# Painting aquarium background



## hi-revs (Nov 3, 2010)

Thinking about painting my 125 gallon background black!
This will be my first time painting an aquarium background so im looking for any/all tips in painting this so it'll look perfect! Type of paint suggestion? How many coats? Brush vs roller? How not to scratch the paint after its dried etc.


Does the aquarium stand out more if i were to just paint the 1 glass pane, or should i paint the 2 side panes as well?
maybe post up some pics if you've painted your background? Im pretty sure i want to go with black paint, but if i see something that looks just as good i may go with that.


----------



## Lars (Jul 22, 2012)

hi-revs said:


> Thinking about painting my 125 gallon background black!
> This will be my first time painting an aquarium background so im looking for any/all tips in painting this so it'll look perfect! Type of paint suggestion? How many coats? Brush vs roller? How not to scratch the paint after its dried etc.
> 
> Does the aquarium stand out more if i were to just paint the 1 glass pane, or should i paint the 2 side panes as well?
> maybe post up some pics if you've painted your background? Im pretty sure i want to go with black paint, but if i see something that looks just as good i may go with that.

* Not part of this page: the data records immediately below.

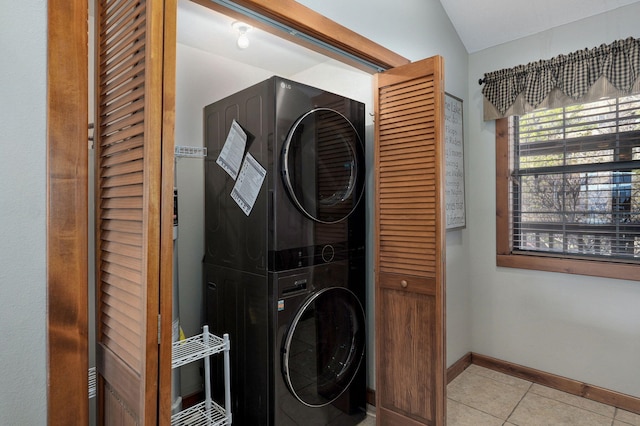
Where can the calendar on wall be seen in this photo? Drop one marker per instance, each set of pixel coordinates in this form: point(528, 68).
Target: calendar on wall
point(454, 163)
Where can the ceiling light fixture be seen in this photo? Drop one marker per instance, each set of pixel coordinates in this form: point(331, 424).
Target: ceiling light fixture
point(243, 29)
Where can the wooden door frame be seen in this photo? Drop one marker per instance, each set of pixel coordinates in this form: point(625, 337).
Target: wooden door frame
point(67, 178)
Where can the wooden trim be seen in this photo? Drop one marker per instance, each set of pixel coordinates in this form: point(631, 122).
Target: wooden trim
point(307, 21)
point(574, 387)
point(458, 367)
point(67, 213)
point(622, 271)
point(166, 212)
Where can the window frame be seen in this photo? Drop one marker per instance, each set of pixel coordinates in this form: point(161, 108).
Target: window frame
point(506, 256)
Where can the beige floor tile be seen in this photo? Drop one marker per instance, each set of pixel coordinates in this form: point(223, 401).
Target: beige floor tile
point(492, 397)
point(461, 415)
point(627, 417)
point(576, 401)
point(500, 377)
point(536, 410)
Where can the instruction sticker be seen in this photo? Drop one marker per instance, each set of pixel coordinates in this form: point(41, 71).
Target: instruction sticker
point(247, 187)
point(230, 157)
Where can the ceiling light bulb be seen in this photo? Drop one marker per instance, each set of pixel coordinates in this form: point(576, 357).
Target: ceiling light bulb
point(243, 29)
point(243, 41)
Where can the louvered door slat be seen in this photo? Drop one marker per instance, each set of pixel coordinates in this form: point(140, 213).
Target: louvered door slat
point(409, 249)
point(129, 151)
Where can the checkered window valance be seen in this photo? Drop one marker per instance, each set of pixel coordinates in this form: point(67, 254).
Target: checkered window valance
point(607, 70)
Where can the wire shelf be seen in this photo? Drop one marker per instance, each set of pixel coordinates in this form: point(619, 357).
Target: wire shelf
point(200, 415)
point(196, 347)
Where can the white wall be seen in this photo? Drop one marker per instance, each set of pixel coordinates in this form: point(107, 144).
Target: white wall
point(579, 327)
point(23, 76)
point(203, 78)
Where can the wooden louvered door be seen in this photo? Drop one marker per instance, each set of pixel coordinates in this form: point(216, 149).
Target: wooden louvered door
point(410, 244)
point(134, 179)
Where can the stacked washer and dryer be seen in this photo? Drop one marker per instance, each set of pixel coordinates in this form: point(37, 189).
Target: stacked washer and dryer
point(287, 281)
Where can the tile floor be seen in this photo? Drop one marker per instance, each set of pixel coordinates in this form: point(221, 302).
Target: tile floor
point(483, 397)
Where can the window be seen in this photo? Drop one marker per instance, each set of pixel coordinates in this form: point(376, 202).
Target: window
point(568, 189)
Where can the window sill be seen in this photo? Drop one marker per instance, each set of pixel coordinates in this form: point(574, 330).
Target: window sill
point(594, 268)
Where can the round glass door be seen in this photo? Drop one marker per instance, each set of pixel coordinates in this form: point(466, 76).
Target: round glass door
point(323, 165)
point(324, 346)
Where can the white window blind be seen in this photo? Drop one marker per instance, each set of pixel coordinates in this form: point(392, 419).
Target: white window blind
point(576, 180)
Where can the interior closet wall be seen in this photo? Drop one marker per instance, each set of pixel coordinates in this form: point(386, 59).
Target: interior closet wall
point(203, 78)
point(580, 327)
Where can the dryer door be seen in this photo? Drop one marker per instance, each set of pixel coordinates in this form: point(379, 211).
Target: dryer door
point(323, 165)
point(324, 346)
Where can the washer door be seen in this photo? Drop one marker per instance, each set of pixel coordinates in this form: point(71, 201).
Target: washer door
point(324, 346)
point(323, 165)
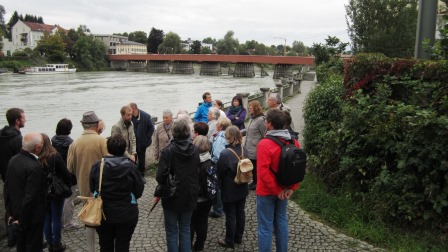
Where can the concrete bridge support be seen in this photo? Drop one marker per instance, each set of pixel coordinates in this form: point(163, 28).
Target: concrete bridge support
point(244, 70)
point(210, 68)
point(158, 66)
point(182, 67)
point(281, 70)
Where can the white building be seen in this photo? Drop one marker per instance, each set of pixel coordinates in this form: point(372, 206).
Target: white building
point(26, 35)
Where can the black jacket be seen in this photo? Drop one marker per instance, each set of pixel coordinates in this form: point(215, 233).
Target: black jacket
point(10, 144)
point(122, 185)
point(25, 189)
point(183, 158)
point(227, 163)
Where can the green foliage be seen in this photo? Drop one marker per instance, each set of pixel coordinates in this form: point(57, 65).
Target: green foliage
point(386, 27)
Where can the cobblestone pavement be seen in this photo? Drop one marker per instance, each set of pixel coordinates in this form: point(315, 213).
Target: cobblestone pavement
point(305, 234)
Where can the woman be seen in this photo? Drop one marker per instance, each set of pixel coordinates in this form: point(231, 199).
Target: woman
point(233, 195)
point(254, 133)
point(237, 113)
point(163, 133)
point(121, 186)
point(199, 219)
point(52, 161)
point(180, 158)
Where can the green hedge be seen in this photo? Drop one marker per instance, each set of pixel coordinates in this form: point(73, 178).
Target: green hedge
point(383, 131)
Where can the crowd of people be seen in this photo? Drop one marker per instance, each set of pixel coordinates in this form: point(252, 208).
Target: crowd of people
point(183, 148)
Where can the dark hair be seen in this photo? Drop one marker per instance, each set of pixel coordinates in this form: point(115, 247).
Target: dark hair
point(13, 114)
point(201, 128)
point(116, 145)
point(181, 130)
point(64, 127)
point(276, 117)
point(239, 99)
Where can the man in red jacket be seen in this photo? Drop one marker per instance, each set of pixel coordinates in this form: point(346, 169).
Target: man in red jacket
point(272, 199)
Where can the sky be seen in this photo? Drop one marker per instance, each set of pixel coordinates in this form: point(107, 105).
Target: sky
point(270, 22)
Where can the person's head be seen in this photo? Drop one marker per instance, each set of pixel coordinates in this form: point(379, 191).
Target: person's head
point(213, 114)
point(200, 128)
point(181, 130)
point(32, 143)
point(233, 136)
point(90, 121)
point(255, 108)
point(64, 127)
point(274, 100)
point(116, 145)
point(202, 143)
point(101, 127)
point(222, 123)
point(47, 149)
point(16, 117)
point(275, 119)
point(207, 97)
point(217, 104)
point(134, 108)
point(167, 116)
point(237, 101)
point(126, 113)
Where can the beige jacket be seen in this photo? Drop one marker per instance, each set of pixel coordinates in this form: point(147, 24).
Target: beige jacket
point(82, 153)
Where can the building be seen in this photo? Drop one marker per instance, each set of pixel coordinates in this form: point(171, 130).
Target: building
point(26, 35)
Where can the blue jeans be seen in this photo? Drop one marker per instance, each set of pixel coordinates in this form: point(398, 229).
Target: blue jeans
point(53, 221)
point(177, 228)
point(272, 217)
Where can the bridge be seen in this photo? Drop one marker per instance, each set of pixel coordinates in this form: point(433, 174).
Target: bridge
point(210, 63)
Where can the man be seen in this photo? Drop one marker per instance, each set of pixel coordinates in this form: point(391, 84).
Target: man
point(201, 113)
point(272, 199)
point(125, 128)
point(11, 138)
point(25, 191)
point(82, 153)
point(143, 130)
point(275, 102)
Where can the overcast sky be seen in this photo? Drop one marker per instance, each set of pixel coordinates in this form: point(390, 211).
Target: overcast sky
point(309, 21)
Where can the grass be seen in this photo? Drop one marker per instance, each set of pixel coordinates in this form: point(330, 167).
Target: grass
point(355, 220)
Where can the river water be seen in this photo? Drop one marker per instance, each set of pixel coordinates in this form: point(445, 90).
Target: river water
point(48, 98)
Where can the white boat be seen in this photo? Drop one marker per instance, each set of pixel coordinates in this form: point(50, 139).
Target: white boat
point(50, 69)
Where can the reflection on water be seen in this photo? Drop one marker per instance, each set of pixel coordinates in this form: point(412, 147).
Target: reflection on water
point(48, 98)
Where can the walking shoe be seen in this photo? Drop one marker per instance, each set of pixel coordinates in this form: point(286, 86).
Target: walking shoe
point(224, 244)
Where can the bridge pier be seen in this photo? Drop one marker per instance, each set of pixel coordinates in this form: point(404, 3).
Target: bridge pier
point(182, 67)
point(282, 70)
point(244, 70)
point(210, 68)
point(158, 66)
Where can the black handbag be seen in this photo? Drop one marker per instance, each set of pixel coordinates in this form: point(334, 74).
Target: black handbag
point(57, 189)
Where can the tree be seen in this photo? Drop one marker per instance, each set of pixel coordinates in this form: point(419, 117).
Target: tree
point(196, 47)
point(155, 38)
point(228, 44)
point(171, 44)
point(386, 26)
point(138, 36)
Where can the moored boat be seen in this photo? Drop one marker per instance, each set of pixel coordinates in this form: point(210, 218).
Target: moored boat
point(50, 69)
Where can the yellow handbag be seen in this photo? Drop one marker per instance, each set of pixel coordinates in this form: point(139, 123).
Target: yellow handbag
point(92, 213)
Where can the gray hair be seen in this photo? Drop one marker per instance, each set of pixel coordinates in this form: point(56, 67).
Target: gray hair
point(181, 130)
point(215, 112)
point(276, 97)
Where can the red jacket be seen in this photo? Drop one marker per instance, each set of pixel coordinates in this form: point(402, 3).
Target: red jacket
point(268, 155)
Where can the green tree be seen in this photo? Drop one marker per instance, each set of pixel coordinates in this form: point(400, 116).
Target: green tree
point(228, 44)
point(155, 38)
point(52, 47)
point(171, 44)
point(386, 26)
point(138, 36)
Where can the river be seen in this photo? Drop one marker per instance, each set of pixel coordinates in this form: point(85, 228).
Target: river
point(48, 98)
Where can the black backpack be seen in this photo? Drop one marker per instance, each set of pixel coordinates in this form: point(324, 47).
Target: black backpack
point(292, 165)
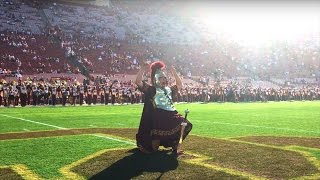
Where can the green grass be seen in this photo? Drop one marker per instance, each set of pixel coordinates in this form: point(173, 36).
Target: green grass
point(214, 120)
point(45, 156)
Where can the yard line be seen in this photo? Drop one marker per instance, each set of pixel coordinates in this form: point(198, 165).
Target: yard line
point(266, 127)
point(22, 119)
point(114, 139)
point(105, 137)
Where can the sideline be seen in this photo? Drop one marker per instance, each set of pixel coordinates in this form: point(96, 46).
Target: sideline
point(62, 128)
point(255, 126)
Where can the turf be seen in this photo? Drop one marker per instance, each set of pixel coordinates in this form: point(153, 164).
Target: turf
point(45, 156)
point(238, 140)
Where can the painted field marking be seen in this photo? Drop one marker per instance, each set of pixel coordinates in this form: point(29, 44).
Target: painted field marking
point(256, 126)
point(22, 119)
point(114, 139)
point(58, 127)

Go with a Standard Latex paint. Two coats rolled on is enough. You can tape cardboard on top to prevent scratching. I did my Tank with no prior experience and it turned out great.

Gesendet von meinem LG-D852 mit Tapatalk


----------



## Sean's Ponds (Dec 3, 2015)

I painted mine with flat black latex with a roller and it turned out good. If I were to ever do it again I would use high gloss black.









Cheers,
Sean


----------



## mollyb (May 18, 2010)

I understand the best paint is that 'plasti-dip' stuff. Apparently it goes on thick, is pretty tough and if you get tired of it, it will just peel off. I haven't done it yet, but that would the choice for my next one. You can get it at Canadian Tire. Make sure you clean the glass really well, any oily residues will prevent the paint (especially latex) from sticking tot he glass, I woulks use a solvent like acetone if I could.


----------



## engotski (Nov 9, 2014)

I'll be doing the same in a couple weeks on my 135g. My cousin has used plastidip on car wheels, etc with great results so we're going to give that a go for the background.


----------



## hi-revs (Nov 3, 2010)

I've read a lot about painting backgrounds and it seems pretty straight forward. Just wanted to make sure I cover the small steps.

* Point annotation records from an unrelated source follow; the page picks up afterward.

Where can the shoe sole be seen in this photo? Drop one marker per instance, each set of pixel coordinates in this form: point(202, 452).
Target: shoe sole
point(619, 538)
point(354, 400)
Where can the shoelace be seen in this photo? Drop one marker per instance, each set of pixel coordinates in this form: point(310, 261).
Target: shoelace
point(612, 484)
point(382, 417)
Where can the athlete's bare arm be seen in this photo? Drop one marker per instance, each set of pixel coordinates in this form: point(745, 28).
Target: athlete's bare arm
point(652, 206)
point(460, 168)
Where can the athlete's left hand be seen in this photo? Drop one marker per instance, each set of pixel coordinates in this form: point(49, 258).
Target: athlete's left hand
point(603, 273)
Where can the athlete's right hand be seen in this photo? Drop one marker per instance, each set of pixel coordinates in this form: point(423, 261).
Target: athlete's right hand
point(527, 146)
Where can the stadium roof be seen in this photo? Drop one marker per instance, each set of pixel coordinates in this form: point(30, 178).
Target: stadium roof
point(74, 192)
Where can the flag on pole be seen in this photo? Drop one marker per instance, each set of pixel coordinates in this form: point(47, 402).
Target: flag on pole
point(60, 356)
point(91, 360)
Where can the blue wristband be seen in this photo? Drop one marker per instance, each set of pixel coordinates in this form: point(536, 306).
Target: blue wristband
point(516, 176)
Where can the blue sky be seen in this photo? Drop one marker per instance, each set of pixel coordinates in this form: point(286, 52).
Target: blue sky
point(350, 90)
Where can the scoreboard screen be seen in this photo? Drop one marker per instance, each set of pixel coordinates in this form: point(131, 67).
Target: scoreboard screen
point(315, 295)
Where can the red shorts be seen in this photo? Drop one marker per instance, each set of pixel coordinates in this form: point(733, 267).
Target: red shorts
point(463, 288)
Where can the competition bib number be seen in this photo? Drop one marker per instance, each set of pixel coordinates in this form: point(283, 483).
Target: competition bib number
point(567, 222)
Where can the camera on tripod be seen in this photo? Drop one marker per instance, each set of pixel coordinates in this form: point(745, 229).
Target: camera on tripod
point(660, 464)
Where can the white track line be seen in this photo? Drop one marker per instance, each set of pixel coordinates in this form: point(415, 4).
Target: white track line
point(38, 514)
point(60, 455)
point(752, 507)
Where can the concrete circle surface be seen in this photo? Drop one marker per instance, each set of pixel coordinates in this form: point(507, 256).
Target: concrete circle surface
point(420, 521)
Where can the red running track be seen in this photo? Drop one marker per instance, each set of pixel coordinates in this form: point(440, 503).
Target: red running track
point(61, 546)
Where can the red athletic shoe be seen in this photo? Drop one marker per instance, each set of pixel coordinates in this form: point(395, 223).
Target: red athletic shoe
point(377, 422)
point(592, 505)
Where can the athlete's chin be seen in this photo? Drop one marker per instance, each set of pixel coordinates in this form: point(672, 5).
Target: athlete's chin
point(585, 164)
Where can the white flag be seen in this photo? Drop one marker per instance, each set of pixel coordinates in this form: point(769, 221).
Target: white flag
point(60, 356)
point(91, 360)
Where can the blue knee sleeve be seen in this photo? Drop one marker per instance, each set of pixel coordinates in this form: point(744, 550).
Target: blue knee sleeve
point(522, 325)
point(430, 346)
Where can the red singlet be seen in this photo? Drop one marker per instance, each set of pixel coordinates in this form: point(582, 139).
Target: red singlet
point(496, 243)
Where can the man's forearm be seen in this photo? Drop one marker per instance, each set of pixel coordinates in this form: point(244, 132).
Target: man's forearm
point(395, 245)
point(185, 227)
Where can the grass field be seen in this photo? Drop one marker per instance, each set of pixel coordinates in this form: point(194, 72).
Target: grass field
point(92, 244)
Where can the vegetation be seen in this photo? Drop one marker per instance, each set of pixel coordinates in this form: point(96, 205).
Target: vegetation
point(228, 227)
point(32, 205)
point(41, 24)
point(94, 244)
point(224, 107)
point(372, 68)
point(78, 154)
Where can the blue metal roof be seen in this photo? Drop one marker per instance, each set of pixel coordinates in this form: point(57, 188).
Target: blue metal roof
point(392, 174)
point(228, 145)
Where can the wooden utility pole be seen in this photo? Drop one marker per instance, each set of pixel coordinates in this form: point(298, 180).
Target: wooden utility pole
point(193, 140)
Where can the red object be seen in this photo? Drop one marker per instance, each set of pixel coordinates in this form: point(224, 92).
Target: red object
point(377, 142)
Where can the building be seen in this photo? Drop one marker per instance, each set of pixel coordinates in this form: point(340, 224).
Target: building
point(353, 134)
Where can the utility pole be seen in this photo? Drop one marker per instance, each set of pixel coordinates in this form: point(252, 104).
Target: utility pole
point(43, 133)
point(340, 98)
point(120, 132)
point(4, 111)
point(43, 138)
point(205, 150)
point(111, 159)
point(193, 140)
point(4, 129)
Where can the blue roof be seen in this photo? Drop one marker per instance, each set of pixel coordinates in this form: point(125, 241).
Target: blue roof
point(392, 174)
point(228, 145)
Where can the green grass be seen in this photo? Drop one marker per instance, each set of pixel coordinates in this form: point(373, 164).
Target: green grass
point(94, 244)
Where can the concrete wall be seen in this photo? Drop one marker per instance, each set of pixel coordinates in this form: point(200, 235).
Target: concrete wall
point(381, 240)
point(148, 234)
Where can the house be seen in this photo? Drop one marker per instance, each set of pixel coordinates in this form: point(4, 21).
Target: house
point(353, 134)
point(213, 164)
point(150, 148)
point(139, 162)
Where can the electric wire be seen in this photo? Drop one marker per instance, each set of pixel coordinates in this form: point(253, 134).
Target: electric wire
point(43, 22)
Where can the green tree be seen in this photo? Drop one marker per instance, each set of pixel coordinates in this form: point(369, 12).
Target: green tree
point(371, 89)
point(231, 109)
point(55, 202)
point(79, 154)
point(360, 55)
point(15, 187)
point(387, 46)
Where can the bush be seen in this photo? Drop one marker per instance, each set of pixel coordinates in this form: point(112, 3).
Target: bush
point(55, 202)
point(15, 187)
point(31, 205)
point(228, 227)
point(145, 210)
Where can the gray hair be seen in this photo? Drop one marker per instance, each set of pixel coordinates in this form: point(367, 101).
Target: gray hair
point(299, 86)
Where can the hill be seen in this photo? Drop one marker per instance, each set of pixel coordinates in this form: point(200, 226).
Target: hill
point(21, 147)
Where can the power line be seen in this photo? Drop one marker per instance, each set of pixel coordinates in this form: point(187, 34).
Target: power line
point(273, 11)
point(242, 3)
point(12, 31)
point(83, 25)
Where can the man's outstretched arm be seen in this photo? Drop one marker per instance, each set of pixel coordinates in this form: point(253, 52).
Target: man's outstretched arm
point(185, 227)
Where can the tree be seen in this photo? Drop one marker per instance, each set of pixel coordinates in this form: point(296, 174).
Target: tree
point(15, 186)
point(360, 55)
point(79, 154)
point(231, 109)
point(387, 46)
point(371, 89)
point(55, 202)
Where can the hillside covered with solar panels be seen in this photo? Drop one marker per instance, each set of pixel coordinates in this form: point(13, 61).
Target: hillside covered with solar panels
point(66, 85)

I'll be painting this tank inside my house so plastidip isn't an option. Don't want to spray inside. I suppose I'll be going with latex paint and foam roller.

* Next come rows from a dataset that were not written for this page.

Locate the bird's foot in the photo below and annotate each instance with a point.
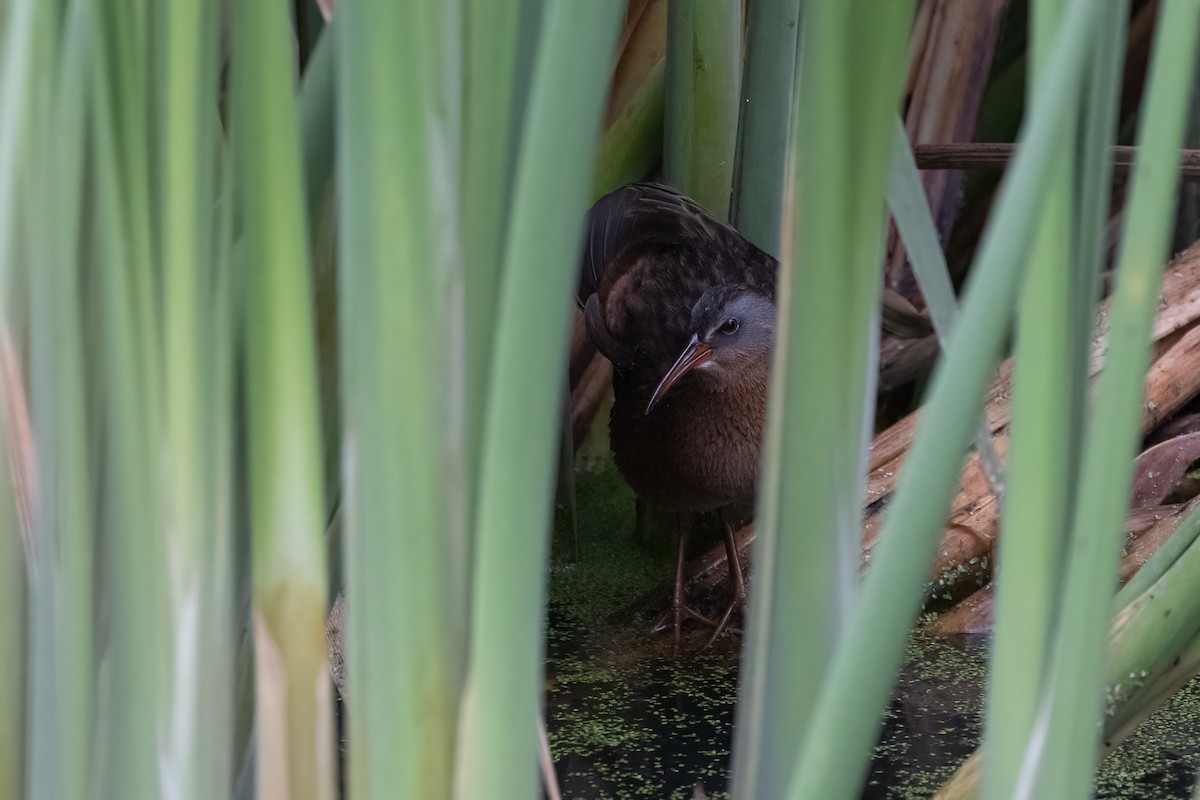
(737, 583)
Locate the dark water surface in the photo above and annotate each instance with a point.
(628, 720)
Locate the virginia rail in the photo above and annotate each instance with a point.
(683, 306)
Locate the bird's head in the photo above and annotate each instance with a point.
(732, 326)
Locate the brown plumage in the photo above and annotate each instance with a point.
(684, 307)
(663, 282)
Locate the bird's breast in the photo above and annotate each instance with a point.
(699, 449)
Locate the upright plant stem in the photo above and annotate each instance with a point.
(405, 482)
(1061, 758)
(810, 494)
(287, 512)
(1041, 482)
(703, 80)
(772, 37)
(862, 671)
(489, 126)
(551, 192)
(61, 647)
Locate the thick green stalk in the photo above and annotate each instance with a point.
(551, 194)
(490, 116)
(1036, 505)
(12, 588)
(633, 143)
(1062, 759)
(61, 692)
(703, 77)
(864, 666)
(135, 692)
(402, 389)
(810, 495)
(295, 737)
(772, 37)
(197, 721)
(317, 126)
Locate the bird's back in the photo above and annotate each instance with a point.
(649, 254)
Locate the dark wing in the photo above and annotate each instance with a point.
(649, 252)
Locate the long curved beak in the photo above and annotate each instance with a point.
(694, 355)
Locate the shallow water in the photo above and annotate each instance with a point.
(627, 720)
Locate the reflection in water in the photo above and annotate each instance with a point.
(627, 721)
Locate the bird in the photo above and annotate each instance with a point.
(684, 308)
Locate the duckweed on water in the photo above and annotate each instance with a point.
(628, 721)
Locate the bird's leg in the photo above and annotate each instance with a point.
(736, 581)
(679, 608)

Someone mentioned a few posts above, but why gloss black instead of flat black? I was thinking flat black myself.

Side note: how would dark green look? Kinda like military green, if not darker? I've got black sand in the tank btw.

One of the side is facing a wall aswell. Should I paint that side? Paint both sides? Or leave the sides for that mirror look?


----------



## stratos (Apr 21, 2010)

I recommend getting a testers sample for the colour you are interested in. Typically whatever colour you use will come out much lighter than you expect by at least a few shades.

Otherwise, as others have noted, latex paint with roller works fine. I've also removed latex paint on the back of a tank before using a flat painter's razor blade; it was not that hard or time consuming.


----------



## hp10BII (Apr 23, 2010)

Maybe it's my lighting or blue paint in general, but I get a darker shade after the paint has dried and the tank filled, so I go a couple lower shades of light blue. Black shouldn't matter.

I've only ever painted the back, never the sides. I would guess it would be easier to paint the back and sides at the same time, since you already have the paint and rollers out. It would be much easier to scrape off the paint then to repaint the sides after your tank has been setup.

I like Joey's series of videos:


----------



## Sean's Ponds (Dec 3, 2015)

I used flat black and it looks dark grey. Gloss black will look shiny where the flat black even on glass still looks flat and lighter than on a hard surface..
I used a glossy black film on my Sulawesi tank and it looks glossy when you look in. I expect gloss black paint would look the same.

Cheers,
Sean


----------



## hi-revs (Nov 3, 2010)

Aww man. Now I don't know to go with glossy or black...

Dumb question, but does doing more coats equal to darker colour? I'm wanting the background to look black black.


----------



## Sean's Ponds (Dec 3, 2015)

hi-revs said:


> Aww man. Now I don't know to go with glossy or black...
> 
> Dumb question, but does doing more coats equal to darker colour? I'm wanting the background to look black black.


No, I did three coats, it never got darker.

Sean


----------



## Mick2016 (Jun 16, 2016)

Personally, I would go with FLAT FINISH of whatever colour. Gloss, for me, is "too" noticeable and shiny. My background is a semi-gloss/satin finish. Adds just a little sheen which is okay. Next time around, though, I would go FLAT.

" . . . Side note: how would dark green look? Kinda like military green . . . "

Shades of green? Any green plants you add will blend in with the background rather than stand out, IMHO.


----------